Своих собеседников я находил разными путями. Первые интервью проводил с близкими знакомыми, в жизни которых, как я знал, случались длительные периоды депрессии. Объявления размещал в местных газетах и получил на них некоторое количество откликов. Наконец, после каждого интервью я предлагал собеседникам рассказать о моем исследовании их друзьям, тоже имевшим опыт депрессии, и сообщить имена желающих участвовать в нем. Как и в любом проекте, основанном на подробных интервью, эта выборка не претендует на статистическую репрезентативность. Тем не менее я уверен, что недостаточный охват моей выборки с лихвой компенсируется более глубоким проникновением в проблему моих респондентов.

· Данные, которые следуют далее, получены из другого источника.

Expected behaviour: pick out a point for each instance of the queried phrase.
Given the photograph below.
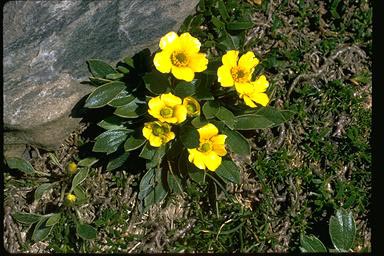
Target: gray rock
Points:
(46, 45)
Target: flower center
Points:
(205, 147)
(166, 112)
(239, 75)
(179, 59)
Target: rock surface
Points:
(46, 45)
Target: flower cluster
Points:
(180, 55)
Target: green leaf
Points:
(110, 140)
(41, 189)
(122, 99)
(86, 231)
(210, 108)
(97, 81)
(229, 171)
(184, 89)
(199, 122)
(156, 82)
(53, 219)
(131, 110)
(342, 229)
(99, 68)
(114, 76)
(226, 117)
(117, 162)
(189, 136)
(20, 164)
(239, 25)
(41, 230)
(104, 94)
(26, 218)
(311, 244)
(79, 178)
(88, 162)
(134, 141)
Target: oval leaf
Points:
(79, 178)
(20, 164)
(99, 68)
(103, 94)
(229, 171)
(86, 231)
(342, 230)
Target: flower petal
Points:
(162, 61)
(248, 101)
(198, 62)
(248, 61)
(189, 43)
(224, 76)
(260, 98)
(183, 73)
(180, 112)
(168, 40)
(170, 100)
(230, 58)
(212, 161)
(207, 131)
(261, 84)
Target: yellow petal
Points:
(260, 98)
(248, 61)
(230, 58)
(189, 43)
(219, 139)
(198, 62)
(261, 84)
(183, 73)
(248, 101)
(224, 76)
(212, 161)
(162, 61)
(207, 131)
(155, 141)
(219, 149)
(180, 112)
(170, 100)
(147, 132)
(198, 160)
(168, 40)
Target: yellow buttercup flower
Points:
(70, 198)
(211, 148)
(158, 133)
(167, 108)
(254, 92)
(192, 106)
(238, 72)
(180, 56)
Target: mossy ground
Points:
(318, 58)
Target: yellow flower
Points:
(70, 198)
(72, 167)
(158, 133)
(167, 108)
(254, 92)
(180, 55)
(211, 148)
(238, 72)
(192, 106)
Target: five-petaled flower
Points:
(192, 106)
(158, 133)
(211, 148)
(238, 72)
(180, 55)
(167, 108)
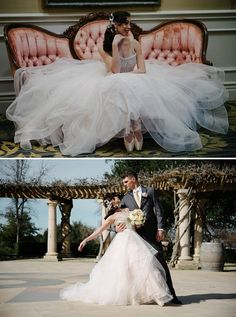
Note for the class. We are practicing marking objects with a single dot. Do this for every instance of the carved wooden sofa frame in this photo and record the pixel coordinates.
(174, 42)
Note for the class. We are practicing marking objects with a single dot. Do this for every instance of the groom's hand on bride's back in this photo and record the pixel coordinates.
(120, 227)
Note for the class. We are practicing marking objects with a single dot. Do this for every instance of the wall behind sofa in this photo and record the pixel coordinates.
(218, 15)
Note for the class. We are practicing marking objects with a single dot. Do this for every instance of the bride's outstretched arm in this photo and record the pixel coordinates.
(110, 220)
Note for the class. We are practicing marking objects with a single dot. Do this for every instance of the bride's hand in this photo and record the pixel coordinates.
(117, 39)
(120, 227)
(82, 245)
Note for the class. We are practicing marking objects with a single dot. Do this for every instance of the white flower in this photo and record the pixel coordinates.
(137, 217)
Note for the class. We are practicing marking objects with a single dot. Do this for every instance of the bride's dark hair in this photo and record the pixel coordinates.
(107, 203)
(118, 17)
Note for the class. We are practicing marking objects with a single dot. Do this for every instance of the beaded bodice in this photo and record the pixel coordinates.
(127, 63)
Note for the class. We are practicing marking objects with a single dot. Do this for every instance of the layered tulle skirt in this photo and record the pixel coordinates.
(127, 274)
(78, 106)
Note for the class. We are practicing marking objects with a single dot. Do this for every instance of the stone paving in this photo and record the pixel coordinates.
(30, 288)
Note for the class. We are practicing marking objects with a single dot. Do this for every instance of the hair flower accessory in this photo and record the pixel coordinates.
(111, 20)
(137, 217)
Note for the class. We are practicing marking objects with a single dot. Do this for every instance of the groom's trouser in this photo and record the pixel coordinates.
(161, 259)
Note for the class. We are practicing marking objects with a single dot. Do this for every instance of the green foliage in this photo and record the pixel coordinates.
(150, 167)
(220, 217)
(8, 231)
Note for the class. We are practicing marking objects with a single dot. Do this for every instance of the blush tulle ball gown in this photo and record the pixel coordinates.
(79, 106)
(127, 274)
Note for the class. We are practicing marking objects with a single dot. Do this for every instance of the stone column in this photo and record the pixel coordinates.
(198, 233)
(52, 254)
(184, 219)
(65, 208)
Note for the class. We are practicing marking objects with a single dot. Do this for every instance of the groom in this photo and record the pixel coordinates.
(145, 198)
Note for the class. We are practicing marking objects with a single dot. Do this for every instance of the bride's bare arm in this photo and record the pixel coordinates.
(141, 69)
(110, 220)
(107, 59)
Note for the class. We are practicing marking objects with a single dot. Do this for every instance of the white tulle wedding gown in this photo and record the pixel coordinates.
(127, 274)
(78, 106)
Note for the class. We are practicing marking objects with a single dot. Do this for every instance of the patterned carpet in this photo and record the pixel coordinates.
(214, 145)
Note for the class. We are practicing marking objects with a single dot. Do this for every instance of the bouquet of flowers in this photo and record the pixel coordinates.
(137, 217)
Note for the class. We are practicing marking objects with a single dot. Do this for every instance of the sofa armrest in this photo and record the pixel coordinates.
(29, 45)
(176, 42)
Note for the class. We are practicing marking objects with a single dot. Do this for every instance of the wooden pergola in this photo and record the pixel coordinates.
(185, 183)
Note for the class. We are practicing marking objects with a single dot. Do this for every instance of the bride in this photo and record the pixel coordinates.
(81, 105)
(127, 274)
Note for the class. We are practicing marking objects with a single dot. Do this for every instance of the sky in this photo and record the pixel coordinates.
(85, 210)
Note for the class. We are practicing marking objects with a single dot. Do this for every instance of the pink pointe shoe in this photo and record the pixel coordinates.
(138, 144)
(129, 145)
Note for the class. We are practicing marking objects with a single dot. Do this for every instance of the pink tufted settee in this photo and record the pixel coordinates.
(174, 42)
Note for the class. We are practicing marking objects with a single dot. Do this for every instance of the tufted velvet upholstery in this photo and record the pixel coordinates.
(174, 43)
(88, 38)
(30, 46)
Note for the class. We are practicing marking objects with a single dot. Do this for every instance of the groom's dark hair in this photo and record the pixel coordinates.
(129, 173)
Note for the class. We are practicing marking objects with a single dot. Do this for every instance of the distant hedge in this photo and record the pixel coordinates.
(39, 249)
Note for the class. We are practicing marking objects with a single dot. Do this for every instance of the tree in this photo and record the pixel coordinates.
(20, 172)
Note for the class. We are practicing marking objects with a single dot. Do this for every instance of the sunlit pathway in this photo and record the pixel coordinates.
(31, 288)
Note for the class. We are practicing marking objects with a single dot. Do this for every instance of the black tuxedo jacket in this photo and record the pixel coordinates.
(150, 205)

Записанные интервью длились обыкновенно от полутора до трех часов. В нескольких случаях понадобилось повторное интервью, настолько сложным и ярким оказывался опыт моего визави. В начале беседы я просил собеседника или собеседницу очертить историю своей жизни с депрессией «с того момента, когда вы впервые поняли, что с вами что-то не так, даже если первоначально и не связывали проблему с депрессией». Этот общий вопрос обычно вводил в разговор, дававший сведения следующего рода: объяснение депрессии; опыт госпитализации; суждения о том, следует ли считать депрессию болезнью; чувства, испытываемые к специалистам-психотерапевтам; влияние депрессии на отношения с семьей и друзьями; влияние депрессии на работу; чувства по поводу применяемых психотропных препаратов и стратегии психической адаптации. Я стремился получить информацию по всем этим аспектам, однако время, уделяемое той или иной теме, определялось индивидуальными и непредвиденными жизненными обстоятельствами моих собеседников.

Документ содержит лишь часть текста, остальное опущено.